Sounds of summer: Evolution of Snowmass concert series
In the early ’90s, two Snowmass locals hatched an idea that, with time, evolved into one of the town’s longest standing, most highly anticipated summer traditions.
If you have spent more than a week in Snowmass Village during the summer, you’ve likely experienced a concert on Fanny Hill, where stunning mountain vistas and free, live music meet.
“I think it’s the best thing that’s ever happened to Snowmass,” said local Jeff Sivess, who’s called the village home since 1983.
“It’s the best way to feel and enjoy music, in my opinion. You get to feel the musicians and everything,” Sivess said of the venue’s intimate setting.
While the combination of free live music with the Rockies as a backdrop sounds like a foolproof plan, it was a grassroots concept that required a village to carry out.
The year was “probably 1991,” as longtime Snowmass resident and former mayor Doug Mercatoris remembers it. Mercatoris, who owned the popular Mountain Dragon restaurant at the time, credits the initial idea to his bar manager, Terry Long.
“(Terry) was a very big music fan, and he wanted to start a free music series on Fanny Hill,” Mercatoris said. “He talked to me about it and I thought it was a great idea, so I got involved, too.”
To finance such an endeavor, Mercatoris said, the two solicited funds from the Snowmass Village Resort Association, which now operates as Snowmass Tourism under the town’s umbrella.
They also formed the nonprofit, Snowmass Community Fund, which garnered contributions from local businesses, individuals, the town government and the resort association.

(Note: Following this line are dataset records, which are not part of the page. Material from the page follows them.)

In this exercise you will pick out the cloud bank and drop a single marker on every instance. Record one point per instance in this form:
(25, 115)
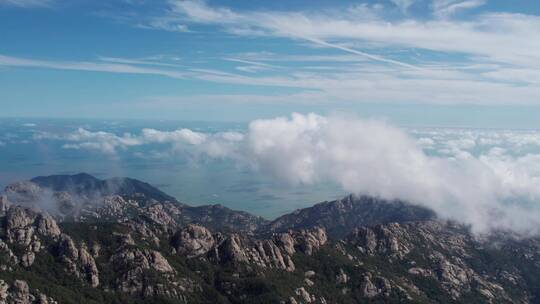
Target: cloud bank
(489, 180)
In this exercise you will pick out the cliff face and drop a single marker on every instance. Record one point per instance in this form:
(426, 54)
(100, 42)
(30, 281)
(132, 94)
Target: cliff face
(135, 249)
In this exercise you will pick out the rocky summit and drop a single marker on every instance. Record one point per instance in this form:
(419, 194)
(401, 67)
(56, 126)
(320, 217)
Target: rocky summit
(79, 239)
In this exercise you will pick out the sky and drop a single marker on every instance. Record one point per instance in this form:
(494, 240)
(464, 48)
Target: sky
(435, 102)
(414, 62)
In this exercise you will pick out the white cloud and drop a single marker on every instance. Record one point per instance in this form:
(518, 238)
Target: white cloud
(501, 37)
(489, 179)
(371, 157)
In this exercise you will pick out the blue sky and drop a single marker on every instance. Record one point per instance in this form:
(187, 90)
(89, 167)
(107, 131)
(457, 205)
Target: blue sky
(414, 61)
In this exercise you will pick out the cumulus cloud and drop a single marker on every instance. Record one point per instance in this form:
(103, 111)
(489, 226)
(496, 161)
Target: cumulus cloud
(218, 145)
(445, 8)
(487, 179)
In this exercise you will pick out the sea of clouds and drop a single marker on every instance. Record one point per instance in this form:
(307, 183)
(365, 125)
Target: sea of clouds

Mercatoris pointed to “local fellow” Bill Getz, in particular, as a notable benefactor in starting the series, both financially and in volunteering his time.
With the money raised from the community fund, the group was able to purchase the original tent under which musicians performed on Fanny Hill, Mercatoris said. And each week, volunteers would help build the stage for the artists.
“No one was paid,” Mercatoris explained. “Everybody was volunteering time and money to start the series, and it started off with not as big of acts as we have today, but it kept building.”
In the concert series’ earliest phase, a Colorado-based production company handled the bookings, Mercatoris said. But after a few years, Jazz Aspen Snowmass founder and CEO Jim Horowitz picked up the series’ programming.
More than two decades later, Jazz Aspen Snowmass still plays an integral role in attracting and managing the concert series talent.
“At this point, the free concert series is an institution, which is driven by the pure social interaction of people gathering on a beautiful Colorado summer night with their friends and food and booze and vibes,” Horowitz said. “It’s a very quintessential Colorado experience.”
“That’s like a generation,” he added. “When you’ve done something for 20 years.”
For Sivess and countless families around the valley, Snowmass’ free concert series is a family affair.
“(My wife and I) used to take the kids and put them on our shoulder,” Sivess said. “The kids kept coming to the concerts in the summer as much as they could with their friends. Now the kids are 31 and 29 years old, and their friends will come down and visit with us.”
Sivess and his wife have missed only a handful of Fanny Hill concerts since its inception. One of his favorite memories is attending with his wife, children and their grandma, otherwise known as “mosh-pit mom.”
“Grandma would dance, the kids would dance,” Sivess recalled. “Just three generations enjoying music.”
While the concerts used to take place only on Thursdays, in more recent years, the series has expanded to offer a few Friday and Saturday shows throughout the summer.
Virginia McNellis of Snowmass Tourism said the marketing team has learned over the years that “we’re able to get bigger and better acts by being more flexible with the days.”
When possible, Snowmass Tourism attempts to coincide the genre of music with the big events in town, McNellis said.
“Events are a key component of summer tourism and have helped grow occupancy significantly over the past several years,” McNellis said. “Having concerts align with events means that event producers can help secure bigger acts, and event attendees get to see Snowmass at its best.”
Looking back more than a quarter-century, Mercatoris said he is incredibly proud of the series’ evolution.
“It’s one of the nice achievements that we’ve been able to give back to the community,” Mercatoris said. “It’s pretty huge now when you see the kind of talent that’s coming in and the production equipment and the stage.
“It’s definitely grown into something that the community can be very proud of.”